Meeting Mentor Magazine

December 2018

Weather and Climate

Managing Meetings Around Tornadoes,
Hurricanes…and Now Drought

Each year, weather and climate-related issues require more consideration and preparation from meeting professionals. Now add water conservation measures, enacted by California to ease a four-year-long drought, to the increasingly severe tornadoes (already happening) and hurricanes expected this spring and summer in Tornado Alley (north from Texas) and sweeping north and east from the Gulf of Mexico. Here’s some information to help you plan ahead.

Water. Hotels and lodging account for about 15 percent of total water use in commercial and institutional facilities in the United States, cites the Environmental Protection Agency. Bathrooms use about 30 percent of hotel water, landscaping and laundry 16 percent each, and kitchens 14 percent. The EPA estimates that water-efficient practices can reduce operating costs at hotels by as much 11 percent.

California’s mandatory restrictions (with some recent adjustments for local communities) aim to reduce water usage by 25 percent. The order includes replacing 50 million square feet of lawns with drought-tolerant landscaping in partnership with local governments. Large landscapes, including golf courses, must make significant cuts in water use. (Here’s a national drought monitor that you can follow.)

Since the drought in California “is now a national story, it’s fair to ask: Will it have an impact on my meeting? Let the facility respond,” noted Gregg Balko, FASAE, CAE, CEO, SAMPE-Society for the Advancement of Material and Process Engineering. As a California resident himself, he expects groups to see no differences on site. “Facilities will not excessively waste water, since they will get dinged by water authorities. Grass may be browner, which might be important to groups that book resorts.”
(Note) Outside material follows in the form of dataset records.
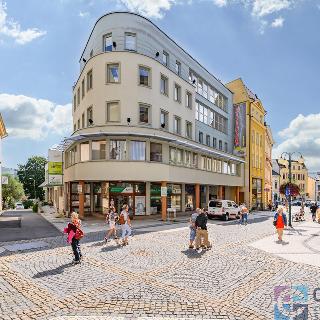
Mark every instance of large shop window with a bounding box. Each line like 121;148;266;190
92;140;106;160
80;142;90;161
150;142;162;162
109;140;127;160
107;63;120;83
107;102;120;122
139;66;151;87
130;141;146;161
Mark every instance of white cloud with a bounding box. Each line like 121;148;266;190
0;94;72;140
271;17;284;28
119;0;179;19
79;11;89;18
0;0;46;44
273;113;320;171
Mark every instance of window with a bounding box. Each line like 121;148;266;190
109;140;127;160
199;131;203;143
173;116;181;134
91;140;106;160
206;134;211;147
174;83;181;102
186;121;192;139
104;33;112;52
107;101;120;122
139;104;151;124
77;88;80;106
130;141;146;161
125;33;136;51
176;60;181;76
139;66;151;87
87;70;93;91
87;107;93;127
162;51;169;66
212;138;217;148
160;110;169;130
81;113;85;128
107;63;120;83
81;78;85;99
80;142;89;161
184;151;191;167
192;153;198;168
186;91;192;109
160;75;169;95
150;142;162;162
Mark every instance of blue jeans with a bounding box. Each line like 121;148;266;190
121;223;131;240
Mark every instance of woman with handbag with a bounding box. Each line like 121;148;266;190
273;208;287;241
64;212;84;264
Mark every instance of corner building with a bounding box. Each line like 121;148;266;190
64;12;243;219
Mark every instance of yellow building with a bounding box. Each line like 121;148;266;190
226;78;267;209
277;157;308;200
0;113;7;211
264;126;274;205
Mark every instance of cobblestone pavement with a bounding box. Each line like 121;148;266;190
0;212;320;320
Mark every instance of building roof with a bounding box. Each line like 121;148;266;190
79;11;232;93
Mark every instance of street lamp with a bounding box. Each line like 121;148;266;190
280;152;303;228
29;178;37;200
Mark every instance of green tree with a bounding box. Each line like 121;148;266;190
2;174;24;208
18;156;47;200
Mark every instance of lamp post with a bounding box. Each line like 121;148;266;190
280;152;303;228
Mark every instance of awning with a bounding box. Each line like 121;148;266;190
56;132;245;163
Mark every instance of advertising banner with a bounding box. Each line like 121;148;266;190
234;103;247;156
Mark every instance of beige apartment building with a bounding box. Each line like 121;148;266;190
0;113;7;211
63;13;244;219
While California’s local municipalities and state mandates may require local residences and businesses to limit water consumption, reported Ewell Sterner, director of food and beverage, facilities and operations at Team San Jose, “the overall water situation should have little or no impact [on] visitors and attendees.” A lot, though, is happening behind the scenes at the San Jose McEnery Convention Center:
• Drinking water for client meeting rooms via “Water Stations,” using 5-gallon dispensing units.
• Testing its first hydration station to cut down on bottled water usage.
• Drinking water for banquets and catering provided to clients upon request.
• Kitchen dishwashing set on high pressure, low volume.
• Restrooms using low-flow toilets and urinals.
• Washroom sinks with automatic on/off faucet sensors.
• Drought-tolerant landscaping, and rock replacing flowers, where applicable.
• Exterior sidewalks broom swept (no power washing).
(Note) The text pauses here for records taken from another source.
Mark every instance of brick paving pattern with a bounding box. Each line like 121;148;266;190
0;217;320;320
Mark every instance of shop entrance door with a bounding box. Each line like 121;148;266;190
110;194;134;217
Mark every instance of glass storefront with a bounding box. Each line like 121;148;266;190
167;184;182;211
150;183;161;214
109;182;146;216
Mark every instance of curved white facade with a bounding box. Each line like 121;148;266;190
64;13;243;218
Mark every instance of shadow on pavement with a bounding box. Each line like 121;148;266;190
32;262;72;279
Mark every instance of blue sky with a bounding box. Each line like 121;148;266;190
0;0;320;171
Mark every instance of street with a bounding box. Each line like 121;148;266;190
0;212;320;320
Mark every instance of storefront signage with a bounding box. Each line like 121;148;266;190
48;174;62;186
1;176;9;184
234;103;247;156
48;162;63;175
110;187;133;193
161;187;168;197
Tornadoes and hurricanes. Balko learned important lessons years ago from back-to-back board meetings in Key West that were interrupted by a hurricane. The good news is that “today’s weather prediction systems can give at least a week’s notice of hurricanes to allow a different set of conversations to take place” with facilities. Still, he said. “if a venue’s geography, access and market are right for attendance, we need to be there,” whether or not it is prone to severe weather. So his answer has been to buy convention cancellation insurance for big meetings — even though earthquake riders for West Coast meetings can be “horribly expensive. If an event is a significant part of an organization’s revenue, you buy the cancellation insurance and riders,” he said.

Like most facilities, the Georgia World Congress Center can host 1,000 people on one day and 50,000 the next. It closely monitor’s the area’s sophisticated weather emergency system. “First and foremost, attendee safety is our number-one concern, always,” said Mark Vaughan, executive vice president, chief sales officer, Atlanta Convention & Visitors Bureau. His advice:
Work closely with the local CVB. The ACVB activates a process in emergencies, and also created a page on its website on which local suppliers can list good and services available for visitors and hours they are open.
Know your point of contact before you get into an emergency situation. Customer advisory procedures are typically spelled out at the very beginning of the planning process, along with evacuation procedures to get attendees to safe and secure areas.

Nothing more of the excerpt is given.